Peter Ambrose-Pearce from Syngenta shares his expert tips on how to store your baits during the hot summer season to ensure they give optimal performance.

The barbecues have been dusted off, the bugs are out, and business is perking up as the days grow longer. Yep, summer is well and truly upon us.

It’s also the time of year when gel baits and wax blocks – such as Advion Ant and Cockroach Gel, or Talon XT Pro rodenticide – are worth their weight in gold, with their powerful attractants and easy to use format. But there is one common issue that can drive professionals up the wall: when gels and blocks in perfect condition get too hot and become runny or soft.

I’ve been in pest control for over 14 years, with over half of that time spent on the R&D side. Throughout my time, I’ve addressed what feels like every question under the sun regarding product issues like melting – queries along the lines of, “It doesn’t seem to work like the original stuff” or “The last lot I got was not this runny!” or “Have you watered the product down?”

It’s right to be concerned about whether companies are sneaking chemistry changes through the back door. Rest assured, though, that under Australian Product Patent and APVMA regulations, manufacturers can’t just pull a switcheroo without informing the public (and you can bet that if we change a product’s formulation, we’ll sing about it with a new label design, brochures and the works!).

So, why is your gel or wax block melting? In most cases, the problem comes down to two factors: temperature and mode of transportation.

Pest control vans have changed a lot over the years. In 2004, due to the very low rate of incidents, the Pest Management Act relaxed restrictions on the types of vehicles that could be used. Gone was the good old Bongo van of the 90s with plenty of flowing air space and top air spinners to ventilate the cargo area. In its place, slick new units were rolled out – tighter utes with a separate driver technician area and limited storage space.

Trucks can quickly become overheated in summer, causing products to spoil if not appropriately stored

While modern vehicles have their benefits, one downside is how exposed storage space can be to the elements, especially direct sunlight. Temperature is now a problem, as well as the impact of constant temperature changes throughout the day.

To get to the bottom of this issue, we did some experiments with an infrared digital thermometer in a pest control van left in typical Australian weather conditions.

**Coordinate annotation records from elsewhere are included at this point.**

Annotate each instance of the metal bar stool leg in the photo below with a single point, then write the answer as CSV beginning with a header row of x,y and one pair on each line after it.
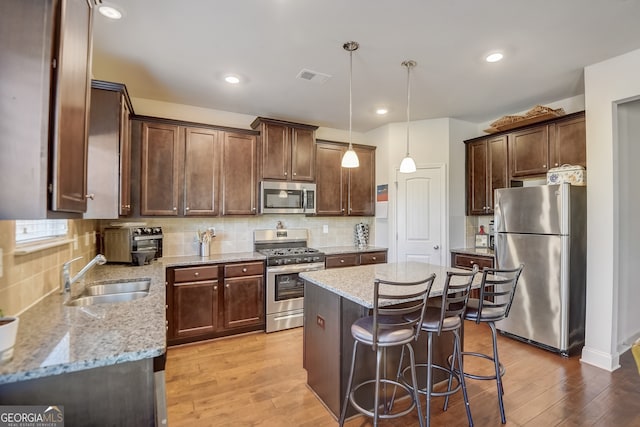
x,y
458,355
498,371
345,405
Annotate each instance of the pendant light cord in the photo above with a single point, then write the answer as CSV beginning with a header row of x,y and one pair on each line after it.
x,y
350,96
409,64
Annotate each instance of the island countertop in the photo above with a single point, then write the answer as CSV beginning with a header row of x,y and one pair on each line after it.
x,y
54,338
356,283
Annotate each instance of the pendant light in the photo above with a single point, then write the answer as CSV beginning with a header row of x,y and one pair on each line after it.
x,y
350,158
408,165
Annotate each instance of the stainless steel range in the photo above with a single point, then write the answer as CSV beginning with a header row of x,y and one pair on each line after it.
x,y
287,255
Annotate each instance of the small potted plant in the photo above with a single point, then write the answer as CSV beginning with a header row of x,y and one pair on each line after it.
x,y
8,333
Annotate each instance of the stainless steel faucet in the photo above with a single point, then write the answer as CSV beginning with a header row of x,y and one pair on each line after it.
x,y
67,280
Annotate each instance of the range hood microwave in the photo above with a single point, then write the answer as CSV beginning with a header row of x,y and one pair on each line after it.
x,y
287,197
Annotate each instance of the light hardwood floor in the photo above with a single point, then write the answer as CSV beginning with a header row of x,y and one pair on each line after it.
x,y
258,380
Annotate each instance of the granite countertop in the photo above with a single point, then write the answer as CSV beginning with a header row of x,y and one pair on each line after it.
x,y
179,261
55,339
335,250
474,251
356,283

Our results showed that on a day forecast at 23 degrees (such as a mild spring day) with cloud cover, the temperature inside the toolbox swings from 25-31 degrees. On that same 23-degree day, if the vehicle is parked in the direct sunlight, the temperature inside a toolbox ranges between 31-35 degrees. This constant warming up and cooling down – further exacerbated when you consider that overnight temperatures can fall to a minimum of 10 degrees – places stress on gels and blocks, especially if they aren’t properly stored.

Then we get to the searing summer months. On days when it’s hot enough to fry an egg, heat is our enemy. On a 36-degree day, the toolbox can heat up to 41-44 degrees on an overcast day, or 50-60 degrees in direct sunlight. In some cases, the weather is enough to get the temperature in a tool box to over 65 degrees. This is well past the recommended storage temperature of below

35 degrees for most gel or bait liquids on the market. It’s no surprise the result is, quite literally, a hot mess with liquefied and melted products and wasted inventory.

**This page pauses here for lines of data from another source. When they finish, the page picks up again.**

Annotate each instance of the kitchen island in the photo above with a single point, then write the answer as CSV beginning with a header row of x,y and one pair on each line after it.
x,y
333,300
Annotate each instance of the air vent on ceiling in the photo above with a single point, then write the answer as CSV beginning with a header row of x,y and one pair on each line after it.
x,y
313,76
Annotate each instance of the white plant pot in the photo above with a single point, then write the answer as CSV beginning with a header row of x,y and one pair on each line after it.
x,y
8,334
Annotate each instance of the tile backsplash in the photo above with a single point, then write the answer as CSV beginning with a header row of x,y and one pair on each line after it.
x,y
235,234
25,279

So how do you stop your gels and blocks from spoiling in the heat? Common sense prevails. Taking some simple precautions will help keep your products in good nick:

  • Store closed in the original container
  • Keep in a cool, well-ventilated area
  • Ensure products are away from direct sunlight
  • Keep it well secured (a health and safety requirement).

If you add this to other best practice techniques – such as knowing the species of pest you are targeting and adjusting your gel accordingly, placing the gel close to the pheromone trail, economically spacing wax blocks at intervals – you will save both time and money at the distribution counter.

Not only that, you’ll guarantee a much better summer, both for you and your customers.